On results day, I got three distinctions and two merits, and accepted the offer for the Oxford Polytechnic degree in business and law. I deferred the place for a year so I could save some more money. Kaz also passed and we celebrated in the Middlesbrough pubs. By the time the goodbyes were over, I was pissed and skint. I couldn’t get a taxi back to the house so I walked over to the riverside to sleep at work. It had been raining and I walked through an industrial estate along the wet streets lit by the glow of streetlamps.
I don’t know how long it took me, but I made slow progress. Eventually, I fumbled for my keys and got inside. I downed a few pints of water and settled in to sleep under my desk. Suddenly, there was an almighty commotion. I got up and was confronted by about a dozen policemen and women. They told me there was a report of a break-in and asked why I was there. We went through a whole elaborate series of questions and answers, about me working for the company in these premises, etc., during which a policewoman asked what was on the other side of a doorway. This side of the office wasn’t alarmed, but the other side was. I told her to find out, so she did. The whole place erupted with deafening bells. I motioned the officer in charge over.

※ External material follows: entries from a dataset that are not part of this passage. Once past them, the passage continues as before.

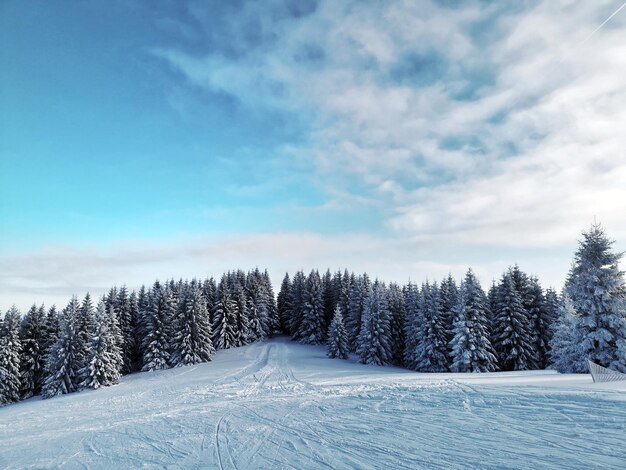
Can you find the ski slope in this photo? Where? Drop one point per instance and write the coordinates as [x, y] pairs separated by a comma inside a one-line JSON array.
[[282, 405]]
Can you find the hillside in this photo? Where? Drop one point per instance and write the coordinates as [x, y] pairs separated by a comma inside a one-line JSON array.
[[278, 404]]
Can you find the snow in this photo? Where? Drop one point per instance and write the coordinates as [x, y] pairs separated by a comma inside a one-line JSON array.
[[278, 404]]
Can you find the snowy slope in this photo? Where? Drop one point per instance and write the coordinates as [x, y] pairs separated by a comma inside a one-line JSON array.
[[283, 405]]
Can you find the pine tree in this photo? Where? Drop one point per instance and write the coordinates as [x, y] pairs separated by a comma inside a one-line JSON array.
[[397, 309], [540, 323], [412, 327], [337, 337], [192, 339], [432, 349], [33, 355], [105, 359], [564, 348], [296, 302], [84, 326], [127, 324], [258, 304], [225, 328], [471, 348], [449, 293], [312, 325], [283, 303], [359, 294], [374, 343], [10, 350], [598, 293], [64, 364], [511, 329], [157, 324]]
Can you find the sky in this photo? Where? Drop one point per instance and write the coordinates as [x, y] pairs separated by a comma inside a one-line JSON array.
[[409, 139]]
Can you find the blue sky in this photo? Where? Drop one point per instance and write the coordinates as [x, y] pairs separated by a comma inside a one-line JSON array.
[[409, 139]]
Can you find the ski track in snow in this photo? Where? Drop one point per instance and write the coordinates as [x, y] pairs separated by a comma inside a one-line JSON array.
[[278, 404]]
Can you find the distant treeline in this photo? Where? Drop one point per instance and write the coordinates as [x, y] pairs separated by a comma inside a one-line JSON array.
[[434, 327]]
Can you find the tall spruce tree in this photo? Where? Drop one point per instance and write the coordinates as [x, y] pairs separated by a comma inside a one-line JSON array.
[[359, 294], [397, 310], [158, 318], [598, 293], [432, 349], [33, 355], [565, 355], [412, 327], [337, 337], [312, 324], [104, 359], [10, 350], [374, 342], [64, 361], [225, 328], [471, 348], [283, 303], [513, 343], [191, 342]]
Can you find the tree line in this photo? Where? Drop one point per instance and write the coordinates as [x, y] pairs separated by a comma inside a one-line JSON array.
[[434, 327]]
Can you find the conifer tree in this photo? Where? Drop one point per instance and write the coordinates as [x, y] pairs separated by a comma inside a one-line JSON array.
[[565, 354], [359, 294], [192, 338], [511, 329], [33, 355], [432, 349], [449, 293], [64, 363], [283, 303], [397, 310], [104, 359], [312, 325], [297, 303], [10, 350], [225, 328], [157, 326], [337, 338], [471, 348], [598, 293], [374, 343], [412, 328]]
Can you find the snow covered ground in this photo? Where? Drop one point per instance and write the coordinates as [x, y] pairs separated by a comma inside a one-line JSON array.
[[282, 405]]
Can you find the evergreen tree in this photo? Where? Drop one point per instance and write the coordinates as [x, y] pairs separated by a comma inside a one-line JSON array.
[[312, 325], [157, 324], [10, 350], [283, 303], [541, 323], [192, 339], [449, 293], [374, 343], [359, 294], [511, 329], [564, 348], [412, 327], [432, 349], [337, 337], [84, 325], [104, 359], [225, 329], [33, 355], [397, 310], [258, 304], [297, 303], [64, 364], [471, 348], [598, 293], [127, 324]]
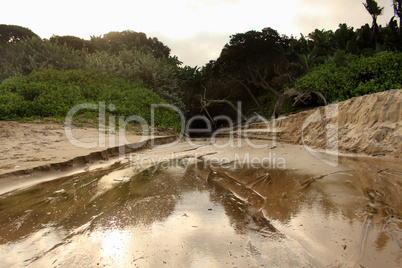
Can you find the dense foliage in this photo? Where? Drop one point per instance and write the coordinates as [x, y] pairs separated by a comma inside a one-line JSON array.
[[354, 76], [50, 92], [254, 67]]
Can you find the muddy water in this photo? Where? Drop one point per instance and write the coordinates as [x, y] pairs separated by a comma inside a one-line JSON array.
[[198, 216]]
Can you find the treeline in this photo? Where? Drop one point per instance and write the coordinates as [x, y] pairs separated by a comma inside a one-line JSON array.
[[255, 67], [258, 66]]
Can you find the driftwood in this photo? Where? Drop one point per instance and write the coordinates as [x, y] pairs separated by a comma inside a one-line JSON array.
[[302, 96]]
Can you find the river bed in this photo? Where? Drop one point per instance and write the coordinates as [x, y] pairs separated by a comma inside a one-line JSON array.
[[190, 213]]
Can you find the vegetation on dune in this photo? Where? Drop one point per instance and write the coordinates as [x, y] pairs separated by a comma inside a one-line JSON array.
[[347, 76], [49, 92]]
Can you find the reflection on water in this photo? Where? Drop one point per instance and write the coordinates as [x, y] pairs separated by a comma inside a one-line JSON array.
[[206, 217]]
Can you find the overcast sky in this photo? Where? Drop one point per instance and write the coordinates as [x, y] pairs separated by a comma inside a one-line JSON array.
[[195, 30]]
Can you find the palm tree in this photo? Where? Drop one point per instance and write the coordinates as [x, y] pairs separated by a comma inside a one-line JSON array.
[[398, 12], [375, 11]]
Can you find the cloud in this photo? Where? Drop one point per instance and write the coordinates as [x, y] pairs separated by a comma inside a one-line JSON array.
[[196, 50], [328, 15]]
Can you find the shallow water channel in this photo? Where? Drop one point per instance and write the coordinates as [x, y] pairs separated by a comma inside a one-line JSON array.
[[198, 216]]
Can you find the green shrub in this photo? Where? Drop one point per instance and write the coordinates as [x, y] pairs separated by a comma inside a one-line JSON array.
[[357, 76], [50, 92]]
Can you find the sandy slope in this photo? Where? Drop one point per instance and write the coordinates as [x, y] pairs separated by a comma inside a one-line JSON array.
[[369, 125], [28, 145]]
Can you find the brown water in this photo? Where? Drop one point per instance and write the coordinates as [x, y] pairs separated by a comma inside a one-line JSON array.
[[196, 217]]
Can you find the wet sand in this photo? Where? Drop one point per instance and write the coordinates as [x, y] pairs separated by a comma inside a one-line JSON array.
[[205, 206]]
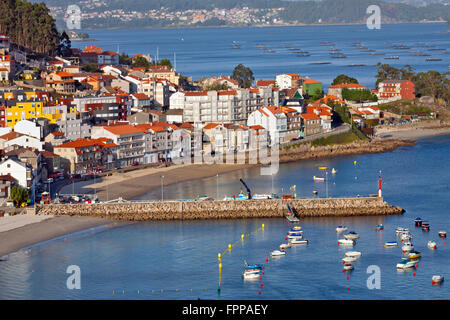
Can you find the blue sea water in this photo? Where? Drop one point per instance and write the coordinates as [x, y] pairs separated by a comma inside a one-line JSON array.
[[205, 52], [178, 259]]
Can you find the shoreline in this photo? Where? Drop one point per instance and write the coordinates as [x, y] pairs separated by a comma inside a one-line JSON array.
[[133, 185], [24, 236], [255, 26]]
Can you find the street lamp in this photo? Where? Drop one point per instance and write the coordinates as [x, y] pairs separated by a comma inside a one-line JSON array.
[[162, 188], [217, 187]]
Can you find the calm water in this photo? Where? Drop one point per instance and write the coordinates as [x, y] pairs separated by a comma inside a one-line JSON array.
[[180, 258], [205, 52]]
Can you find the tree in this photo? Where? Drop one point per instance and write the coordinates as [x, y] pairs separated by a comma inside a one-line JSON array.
[[141, 62], [19, 196], [165, 62], [342, 78], [243, 75]]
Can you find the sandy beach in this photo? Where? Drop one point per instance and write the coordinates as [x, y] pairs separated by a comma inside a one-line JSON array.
[[21, 231], [414, 134]]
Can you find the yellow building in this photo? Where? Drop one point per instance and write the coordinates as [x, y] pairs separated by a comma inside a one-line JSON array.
[[22, 110]]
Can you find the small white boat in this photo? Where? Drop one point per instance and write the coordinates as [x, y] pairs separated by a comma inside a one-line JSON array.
[[349, 260], [346, 242], [407, 247], [414, 255], [405, 264], [299, 241], [437, 279], [251, 275], [390, 244], [351, 235], [341, 229], [354, 254], [405, 237], [348, 267], [276, 253], [432, 245], [296, 237], [401, 230]]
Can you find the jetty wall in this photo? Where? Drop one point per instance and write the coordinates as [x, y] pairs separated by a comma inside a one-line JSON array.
[[232, 209]]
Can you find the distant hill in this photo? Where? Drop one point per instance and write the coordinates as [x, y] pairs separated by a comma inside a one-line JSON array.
[[106, 14]]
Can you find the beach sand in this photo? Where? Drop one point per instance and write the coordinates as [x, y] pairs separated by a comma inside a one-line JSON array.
[[23, 231], [413, 134]]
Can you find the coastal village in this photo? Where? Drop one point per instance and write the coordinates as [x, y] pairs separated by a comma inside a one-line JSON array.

“Call the police!!” I shouted, standing in my boxer shorts, laughing.
He was angry and demanded my boss’ telephone number. The call was made at about 1 a.m. and the officer explained who he was.
“It appears an employee of yours has been sleeping in the workplace. Could you describe him to me so we can verify his identification?… Excuse me?… Oh, yes I suppose so… Thank you Sir.”
The senior officer looked irritated as he got off the phone and ushered his people off the premises. On the step, he said “You have a bad attitude, son.” I smiled and slammed the door on him. Later, I found out that my boss’ description of me was “Does he have really short hair and is he rude?… Yes, that’s Callum.”
On graduation day, I turned up for a quick look around, but didn’t intend to take part. Everyone there was dressed up in suits, gowns and mortar boards. I was wearing jeans and a T-shirt. My law tutor spotted me and tried to persuade me to formally collect my certificate, seeing as I’d come top of the year. I chatted and told him how grateful I was for everything he’d done for me. But I refused to graduate with anything less than a degree. Kaz and I went for a quiet pint instead.
Then I signed up to do A-level law to see if I was good enough for higher education. It was a one-year course and I enrolled with my friend Krish. We took it in turns to attend classes because it clashed with circuit training and I wanted to keep fit. We alternated for the two terms of lessons about the legal profession, court system, tort and criminal law. As the third term about contract law began, I decided to stop turning up for any more classes. At this point, the teachers were changing and the new person in charge set an off-the-cuff exam question. The next week, I turned up just to hear the test result and was taken aside by the new teacher.
“I was told to look out for one person in the class and it’s you.”
“Sorry, I‘m not sure what you’re talking about.”
“Look, I’m a solicitor and I’ve taught law for years. I’ve never given a student 100% on an assessment before. And you didn’t even have the chance to prepare. Do you have a degree?”
“No, but I’m about to go and study for one.” I explained that I wasn’t turning up to any more classes because I reckoned I could pass with the notes I had so far.
“Well, I wish you all the very best.”
There was something about him that I’d only ever seen before in Corporal Steele and Sergeant Hunter in the Paras. It was a belief in me. I was surprised. He didn’t have to do that. I thanked him and we shook hands.
Over the next three months, I revised hard using mnemonics. A series of semi-arbitrary letters gave me lists of information. This technique helped me to learn my notes. But I had quite a good memory and began to memorise a law book to precise detail. At work, someone tested me on A-Level law. He opened the textbook and asked a question. I answered by quoting the text verbatim and gave the page number, which side of the book it was on and the paragraph. When I was in the exam, I could flick through my notes and the textbook in my head. I got an A and felt ready for a degree.